In den ersten Jahren unseres Bestehens waren wir ein Software entwickelndes Unternehmen mit einem starken Fokus auf technisch orientierte Projekte im Kommunikationsbereich. Wir haben uns also schon damals stark mit Themen wie Networking und Security auseinandergesetzt. Um im Entwicklungsbereich jedoch langfristig eine wichtige Rolle zu spielen, hätten wir uns zur grossen Software-Schmiede entwickeln müssen – und das war nicht unser Bestreben. Deshalb haben wir uns gezielt auf den Bereich der IT-Security fokussiert und uns im «2-Tier»-Modell auf die Rolle des VADs, des Value Added Distributors konzentriert. Dies ermöglicht uns einerseits eine enge Zusammenarbeit mit den Herstellern. Andererseits haben wir damit Rahmenbedingungen geschaffen, um uns auch langfristig durch Engineering-Kompetenzen und einen klaren Technik-Fokus am Markt zu behaupten. Auch heute ist die Begeisterung für die Technik bei all unseren Mitarbeitenden spür- und sichtbar. Und so erstaunt es nicht, dass wir uns nicht primär über den eigentlichen Warenhandel selbst, sondern über Know-how und «Value Add» definieren.

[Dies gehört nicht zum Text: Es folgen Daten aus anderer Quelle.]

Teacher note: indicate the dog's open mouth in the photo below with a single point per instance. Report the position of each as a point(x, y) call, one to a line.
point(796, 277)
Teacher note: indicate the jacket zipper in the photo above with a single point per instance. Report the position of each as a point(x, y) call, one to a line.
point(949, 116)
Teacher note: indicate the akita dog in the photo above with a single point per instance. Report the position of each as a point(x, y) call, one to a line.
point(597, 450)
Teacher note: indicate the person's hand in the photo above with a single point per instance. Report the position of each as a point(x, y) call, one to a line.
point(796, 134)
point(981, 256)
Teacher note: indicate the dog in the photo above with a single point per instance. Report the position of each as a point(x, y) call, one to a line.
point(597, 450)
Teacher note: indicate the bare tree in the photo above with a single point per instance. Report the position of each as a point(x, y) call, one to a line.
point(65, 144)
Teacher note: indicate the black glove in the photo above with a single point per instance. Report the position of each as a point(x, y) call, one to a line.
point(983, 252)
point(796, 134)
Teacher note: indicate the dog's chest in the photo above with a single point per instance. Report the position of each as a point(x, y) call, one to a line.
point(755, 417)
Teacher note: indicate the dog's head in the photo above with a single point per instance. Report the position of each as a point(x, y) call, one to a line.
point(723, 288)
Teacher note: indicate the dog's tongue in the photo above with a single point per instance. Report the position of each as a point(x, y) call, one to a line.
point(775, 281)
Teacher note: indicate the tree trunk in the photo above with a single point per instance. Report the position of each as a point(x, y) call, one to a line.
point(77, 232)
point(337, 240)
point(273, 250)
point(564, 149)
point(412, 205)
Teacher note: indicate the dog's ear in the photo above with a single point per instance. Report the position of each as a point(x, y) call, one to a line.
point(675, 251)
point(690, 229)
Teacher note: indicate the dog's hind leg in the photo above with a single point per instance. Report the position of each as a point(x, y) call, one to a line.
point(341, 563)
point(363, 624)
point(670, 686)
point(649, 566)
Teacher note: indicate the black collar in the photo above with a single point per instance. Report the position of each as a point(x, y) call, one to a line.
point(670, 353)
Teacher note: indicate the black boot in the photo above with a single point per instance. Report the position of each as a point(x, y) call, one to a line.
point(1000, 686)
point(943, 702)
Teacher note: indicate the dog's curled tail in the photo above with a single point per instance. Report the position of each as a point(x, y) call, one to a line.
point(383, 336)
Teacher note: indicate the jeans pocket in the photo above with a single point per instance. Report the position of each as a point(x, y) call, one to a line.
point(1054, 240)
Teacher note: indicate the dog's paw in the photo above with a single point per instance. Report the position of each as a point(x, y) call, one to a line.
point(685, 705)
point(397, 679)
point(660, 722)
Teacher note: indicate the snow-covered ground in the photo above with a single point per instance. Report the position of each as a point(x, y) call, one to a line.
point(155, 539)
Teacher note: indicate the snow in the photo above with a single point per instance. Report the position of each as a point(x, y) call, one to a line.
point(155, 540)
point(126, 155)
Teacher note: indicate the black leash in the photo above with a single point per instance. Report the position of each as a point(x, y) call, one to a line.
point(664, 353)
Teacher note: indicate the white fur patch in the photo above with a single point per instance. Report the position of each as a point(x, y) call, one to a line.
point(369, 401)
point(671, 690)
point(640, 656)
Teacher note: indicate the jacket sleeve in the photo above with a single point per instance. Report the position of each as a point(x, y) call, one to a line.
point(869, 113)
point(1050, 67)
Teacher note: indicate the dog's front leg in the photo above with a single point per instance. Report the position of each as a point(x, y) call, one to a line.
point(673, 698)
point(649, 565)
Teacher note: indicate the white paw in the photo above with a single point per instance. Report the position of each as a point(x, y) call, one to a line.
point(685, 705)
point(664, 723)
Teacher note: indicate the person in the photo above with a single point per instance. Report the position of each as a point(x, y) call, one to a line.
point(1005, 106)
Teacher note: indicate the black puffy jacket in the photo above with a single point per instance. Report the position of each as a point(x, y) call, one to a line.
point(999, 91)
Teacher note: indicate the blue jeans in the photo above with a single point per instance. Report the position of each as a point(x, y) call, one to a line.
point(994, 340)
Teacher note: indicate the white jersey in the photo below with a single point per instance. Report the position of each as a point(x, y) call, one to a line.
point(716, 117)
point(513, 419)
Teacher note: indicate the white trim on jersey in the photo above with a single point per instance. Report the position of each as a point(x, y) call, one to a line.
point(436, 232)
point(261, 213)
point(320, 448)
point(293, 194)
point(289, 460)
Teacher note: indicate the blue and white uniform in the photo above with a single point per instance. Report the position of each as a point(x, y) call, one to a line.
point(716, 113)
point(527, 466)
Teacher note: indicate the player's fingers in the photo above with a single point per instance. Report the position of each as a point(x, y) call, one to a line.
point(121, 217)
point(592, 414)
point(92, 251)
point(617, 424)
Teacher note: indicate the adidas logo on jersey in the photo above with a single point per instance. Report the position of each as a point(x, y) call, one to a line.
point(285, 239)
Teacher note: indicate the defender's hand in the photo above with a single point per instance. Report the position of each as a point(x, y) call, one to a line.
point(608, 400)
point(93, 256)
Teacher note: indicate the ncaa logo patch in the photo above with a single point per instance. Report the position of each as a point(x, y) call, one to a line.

Ergänzen möchte ich, dass wir auch heute noch Entwicklungsarbeit leisten. So entwickeln wir Tools und Adaptionen, die das Leben unserer Reseller und deren Endkunden einfacher machen. Mit Autodoc beispielsweise haben wir eine Software entwickelt, die aus Firewall-Konfigurationsdateien automatisch ausführliche Reports erstellt. Unser jüngstes Kind ist Fopmap, eine dedizierte Software, die das Roll-out von Firewall-Grossprojekten massiv vereinfacht.

Sie haben heuer ein Distributionsabkommen mit der auf DDoS-Defense (Distributed Denial of Services) fokussierten US-amerikanischen Corero Network Security unterzeichnet. Wie hoch ist denn in der Schweiz für ein Unternehmen generell die Gefahr, von einem DDoS-Angriff getroffen zu werden?

Auch Schweizer Organisationen und Firmen sind vor DDoS- und vergleichbaren Attacken nicht verschont, wie dies die Angriffe auf Postfinance im Zusammenhang mit Wikileaks deutlich machen. Nachdem die Schweizer Post das Konto von Wikileaks geschlossen hatte, geriet das Postfinance-Webportal unter Beschuss von Hackern und war dadurch zeitweise nicht mehr erreichbar. Zu beachten ist, dass nur ein Bruchteil der ausgeführten DDoS-Angriffe überhaupt bekannt wird, da Firmen verheimlichen, Opfer einer Attacke geworden zu sein. Es muss mit einer hohen Dunkelziffer gerechnet werden.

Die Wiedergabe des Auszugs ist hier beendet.